Furthermore, Courtenay Griffiths, QC, of the Society of Black Lawyers said that“ the evidence is that black defendants see Magistrates Courts as police Courts. A fair hearing from randomly selected panel of Jurors greatly enhances the confidence that minority communities have in the Justice System”. He added that the inquiry of the death of Stephen Lawrence showed “ all too clear what can happen when a section of the community no longer has confidence in the Justice System”.
What is more, the decision of the Court of Appeal in R v Ford  the times, 31 July, completed the process for black defendants of limiting right of trial by Jury one’s peers. Straw said that, because of his changes up to 2,000 fewer defendants would have their cases heard by Judges Juries because JPs would no longer be taking account of the impact on jobs or reputation.
He concluded that “magistrates will hear more cases”. The change will also reap extra savings of 20 million, on top of the original predicted savings of 128 million.
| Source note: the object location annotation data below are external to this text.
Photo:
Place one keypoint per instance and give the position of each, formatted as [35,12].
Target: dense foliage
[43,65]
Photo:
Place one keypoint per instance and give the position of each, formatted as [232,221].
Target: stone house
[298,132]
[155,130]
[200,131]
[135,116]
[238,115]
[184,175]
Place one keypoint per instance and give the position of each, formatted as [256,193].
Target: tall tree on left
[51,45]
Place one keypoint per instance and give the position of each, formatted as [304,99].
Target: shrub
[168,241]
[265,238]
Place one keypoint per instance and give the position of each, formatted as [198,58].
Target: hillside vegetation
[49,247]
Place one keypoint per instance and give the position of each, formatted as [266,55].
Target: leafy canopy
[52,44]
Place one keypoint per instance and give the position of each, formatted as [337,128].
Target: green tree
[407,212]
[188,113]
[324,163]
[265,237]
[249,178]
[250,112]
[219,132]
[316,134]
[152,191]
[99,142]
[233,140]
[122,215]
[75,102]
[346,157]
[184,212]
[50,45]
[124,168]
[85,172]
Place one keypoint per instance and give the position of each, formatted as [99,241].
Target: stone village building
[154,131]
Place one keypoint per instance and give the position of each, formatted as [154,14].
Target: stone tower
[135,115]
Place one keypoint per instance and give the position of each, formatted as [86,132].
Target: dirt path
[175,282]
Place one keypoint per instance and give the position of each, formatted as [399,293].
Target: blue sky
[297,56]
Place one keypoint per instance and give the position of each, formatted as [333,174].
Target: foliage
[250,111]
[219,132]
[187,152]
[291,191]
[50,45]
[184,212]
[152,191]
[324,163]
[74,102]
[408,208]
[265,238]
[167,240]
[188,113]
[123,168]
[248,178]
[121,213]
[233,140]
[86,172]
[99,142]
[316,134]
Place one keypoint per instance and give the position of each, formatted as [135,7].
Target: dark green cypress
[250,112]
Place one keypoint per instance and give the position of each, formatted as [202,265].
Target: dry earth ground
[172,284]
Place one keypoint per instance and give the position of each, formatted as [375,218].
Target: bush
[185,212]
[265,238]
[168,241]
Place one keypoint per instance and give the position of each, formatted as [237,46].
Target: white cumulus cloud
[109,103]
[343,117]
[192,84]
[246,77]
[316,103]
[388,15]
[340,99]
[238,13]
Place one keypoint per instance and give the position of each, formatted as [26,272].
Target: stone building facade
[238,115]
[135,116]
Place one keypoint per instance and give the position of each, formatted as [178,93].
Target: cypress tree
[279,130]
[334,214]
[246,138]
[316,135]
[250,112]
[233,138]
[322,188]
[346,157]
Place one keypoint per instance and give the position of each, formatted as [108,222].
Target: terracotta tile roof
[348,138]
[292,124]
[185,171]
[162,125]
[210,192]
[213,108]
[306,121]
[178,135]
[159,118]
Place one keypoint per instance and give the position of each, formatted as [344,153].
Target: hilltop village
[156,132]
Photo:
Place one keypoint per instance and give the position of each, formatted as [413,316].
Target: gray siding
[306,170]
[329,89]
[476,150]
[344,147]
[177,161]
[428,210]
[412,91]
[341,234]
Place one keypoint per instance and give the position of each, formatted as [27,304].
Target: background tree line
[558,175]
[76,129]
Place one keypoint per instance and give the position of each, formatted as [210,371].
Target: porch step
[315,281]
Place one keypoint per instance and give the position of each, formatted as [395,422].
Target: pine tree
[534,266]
Under the new Criminal Justice Mode of Trial number 2 bill. The changes came after the first bill suffered a heavy defeat in the House of Lords. Critics had says that the original bill would lead to two tier justice, with middle- class professionals more likely to receive a Jury trial.
The ability of Juries to follow what goes on in Court has been several times questioned. Therefore, the accusation of lack of understanding tends to arise with particular regularity in the relation to complex company law and fraud trials. Lord Justice Henry’s says that verdict on fraud trial the Juries take too long. They are without fixed limits as to time and cost. They are insufficiently concentrated on the real issue. They cost too much. They happen too late. Richard Ferguson claimed that the Juries are able to handle the issue of dishonesty, but I have very considerable doubt that they can handle technical matters.
According former Home office, Secretary John Reid the stipulated condition of the fraud trial without a Jury bill performs in harmonious with the Convention rights. He statement was under section 19(1) (a) of the Human Right Act 1998. Section 43 (2) of the Criminal Justice Act 2003, provides for the prosecution for a fraud to be conducted without a Jury. Therefore, the Judge of the High Court nominated has to exercising the jurisdiction of the Crown Court.
In fraud case at Southwark Crown Court in 2003, the prosecution was Counsel Richard Latham. A female Juror sent to the prosecution a bottle of champagne and a summons to a dinner date with the question“ what does a lady need to do to attract your attention?”. The Barrister returned the gift and reported it to the Court. The defendants found a failed attempt to appeal against their conviction because the Juror had been biased of the prosecution’s favour.
Since 2004,Jurors are picked by computer that was a reform to make Jury service more efficient. A New Central summoning Bureau based in London has a direct link to police criminal records. Therefore, those Jurors with conviction are swiftly identified and disqualified.
In conclusion, there are number of reasons why the power of juries return untrue. It would not undermine public confidence in the jury, but would instead enhance it by eliminating the risk of obviously unjust judgements where the victim of the crime was for any reason the subject of public hostility, perhaps because of his race, ethnic origin, religion, or sexual tendency.
Denial of the right to direct conviction can contribute to the prosecutors to frame charges not offering the option of jury trial. It was for Parliament to ordain the law, and not for juries to resist the enforcement of laws punctually enacted. Without change in the law, the United Kingdom will continue to face challenges under Article (6) of the European Convention of Human Rights the right to a far trial.